We or our predecessor earned property management fees from unconsolidated entities included in our predecessor's consolidated financial statements on the equity method of $0.1 million during the year ended December 31, 2013. There were no such revenues in the year ended December 31, 2015 and 2014. These fees are included within third-party management and other fees.
Profit Share
We or our predecessor received additional payments equal to a specified percentage of distributions in excess of specified amounts, both being defined, from affiliated entities not included in our and our predecessor's consolidated financial statements. Our profits interest totaled $3.3 million during the year ended December 31, 2013. There were no such revenues in the years ended December 31, 2015 and 2014. These fees are included within other income and fees.
We or our predecessor received additional payments equal to a specified percentage of distributions in excess of specified amounts, both being defined, from unconsolidated entities included in our predecessor's consolidated financial statements on the equity method. Our predecessor's profits interest totaled $0.4 million during the year ended December 31, 2013. There were no such revenues in the years ended December 31, 2015 and 2014. These fees are included within other income and fees.
Other Fees and Disbursements from Non-Controlled Affiliates
We or our predecessor earned other fees and disbursements from affiliated entities not included in our and our predecessor's consolidated financial statements of $0.02 million during the year ended December 31, 2013. There were no such revenues in the years ended December 31, 2015 and 2014. These fees are included within other income and fees.

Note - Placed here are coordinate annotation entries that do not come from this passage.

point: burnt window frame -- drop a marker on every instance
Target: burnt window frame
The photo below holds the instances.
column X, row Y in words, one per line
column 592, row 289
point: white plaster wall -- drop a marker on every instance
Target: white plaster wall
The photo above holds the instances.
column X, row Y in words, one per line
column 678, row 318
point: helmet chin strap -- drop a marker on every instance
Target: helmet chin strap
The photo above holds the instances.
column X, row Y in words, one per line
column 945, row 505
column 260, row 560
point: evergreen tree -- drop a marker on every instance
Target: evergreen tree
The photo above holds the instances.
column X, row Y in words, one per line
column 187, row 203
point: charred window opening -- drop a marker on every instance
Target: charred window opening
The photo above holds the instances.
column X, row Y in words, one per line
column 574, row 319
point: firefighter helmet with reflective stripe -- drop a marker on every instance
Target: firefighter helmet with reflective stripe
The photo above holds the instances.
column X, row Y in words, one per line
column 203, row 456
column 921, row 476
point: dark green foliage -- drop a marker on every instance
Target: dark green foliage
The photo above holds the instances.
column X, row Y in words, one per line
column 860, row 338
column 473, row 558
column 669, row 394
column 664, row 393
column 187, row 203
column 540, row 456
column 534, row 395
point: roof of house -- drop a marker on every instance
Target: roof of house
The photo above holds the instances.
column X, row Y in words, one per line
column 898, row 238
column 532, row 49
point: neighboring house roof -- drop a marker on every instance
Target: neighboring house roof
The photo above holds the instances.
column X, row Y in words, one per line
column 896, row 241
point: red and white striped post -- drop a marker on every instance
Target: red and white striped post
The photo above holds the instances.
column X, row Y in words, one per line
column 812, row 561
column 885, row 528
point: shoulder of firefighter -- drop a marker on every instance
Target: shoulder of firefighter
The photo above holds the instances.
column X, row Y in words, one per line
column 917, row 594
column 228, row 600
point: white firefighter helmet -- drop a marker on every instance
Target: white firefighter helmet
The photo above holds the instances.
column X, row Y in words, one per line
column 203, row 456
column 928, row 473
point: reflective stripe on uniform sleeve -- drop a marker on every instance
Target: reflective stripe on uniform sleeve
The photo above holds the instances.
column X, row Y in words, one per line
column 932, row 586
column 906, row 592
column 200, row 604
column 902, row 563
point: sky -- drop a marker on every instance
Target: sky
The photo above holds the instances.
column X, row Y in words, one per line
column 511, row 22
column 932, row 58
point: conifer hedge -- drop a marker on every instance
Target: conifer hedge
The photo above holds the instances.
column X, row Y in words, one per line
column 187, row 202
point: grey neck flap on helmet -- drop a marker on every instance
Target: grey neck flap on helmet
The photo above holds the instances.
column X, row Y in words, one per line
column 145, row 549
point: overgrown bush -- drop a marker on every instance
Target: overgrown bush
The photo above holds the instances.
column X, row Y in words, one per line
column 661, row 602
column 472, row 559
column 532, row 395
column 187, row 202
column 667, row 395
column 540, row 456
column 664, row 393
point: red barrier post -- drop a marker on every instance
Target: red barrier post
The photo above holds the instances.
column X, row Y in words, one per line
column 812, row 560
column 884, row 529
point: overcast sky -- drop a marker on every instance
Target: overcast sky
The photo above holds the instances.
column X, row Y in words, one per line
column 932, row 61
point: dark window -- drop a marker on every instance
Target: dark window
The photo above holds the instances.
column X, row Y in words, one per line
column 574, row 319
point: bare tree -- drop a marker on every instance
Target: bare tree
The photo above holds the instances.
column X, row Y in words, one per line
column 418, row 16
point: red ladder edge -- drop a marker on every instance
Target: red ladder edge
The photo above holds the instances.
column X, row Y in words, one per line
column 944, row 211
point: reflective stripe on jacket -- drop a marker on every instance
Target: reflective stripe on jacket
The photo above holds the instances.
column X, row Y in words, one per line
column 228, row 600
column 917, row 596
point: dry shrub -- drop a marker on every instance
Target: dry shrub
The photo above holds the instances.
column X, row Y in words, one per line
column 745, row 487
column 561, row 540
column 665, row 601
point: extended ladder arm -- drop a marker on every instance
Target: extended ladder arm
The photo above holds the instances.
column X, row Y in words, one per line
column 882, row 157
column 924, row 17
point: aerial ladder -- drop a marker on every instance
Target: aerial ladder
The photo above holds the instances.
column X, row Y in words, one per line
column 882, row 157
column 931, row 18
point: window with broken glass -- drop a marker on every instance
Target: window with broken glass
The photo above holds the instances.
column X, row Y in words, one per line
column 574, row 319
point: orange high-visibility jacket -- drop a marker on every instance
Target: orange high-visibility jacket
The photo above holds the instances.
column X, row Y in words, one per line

Our predecessor earned other fees and disbursements from unconsolidated subsidiaries included in its consolidated financial statements on the equity method of $1.1 million during the year ended December 31, 2013. There were no such revenues in the years ended December 31, 2015 and 2014. These fees are included within other income and fees.
Included in these other fees are reimbursements from unconsolidated entities included in our predecessor's consolidated financial statements on the equity method for offering costs related to the Offering of $1.1 million during the year ended December 31, 2013. There were no such revenues in the years ended December 31, 2015 and 2014.
Other
We are reimbursed at allocable cost for 647 square feet of shared office space, equipment, and administrative support, as was done prior to our formation, and we receive rent generally at market rental rate for 3,074 square feet of leased space, from entities affiliated with Anthony E. Malkin at one of our properties aggregating $0.2 million, $0.1 million and $1.1 million, for the years ended December 31, 2015, 2014 and 2013, respectively. In each case the space is expected to be temporary, and such affiliate has the right to cancel such lease without special payment on 90 days’ notice.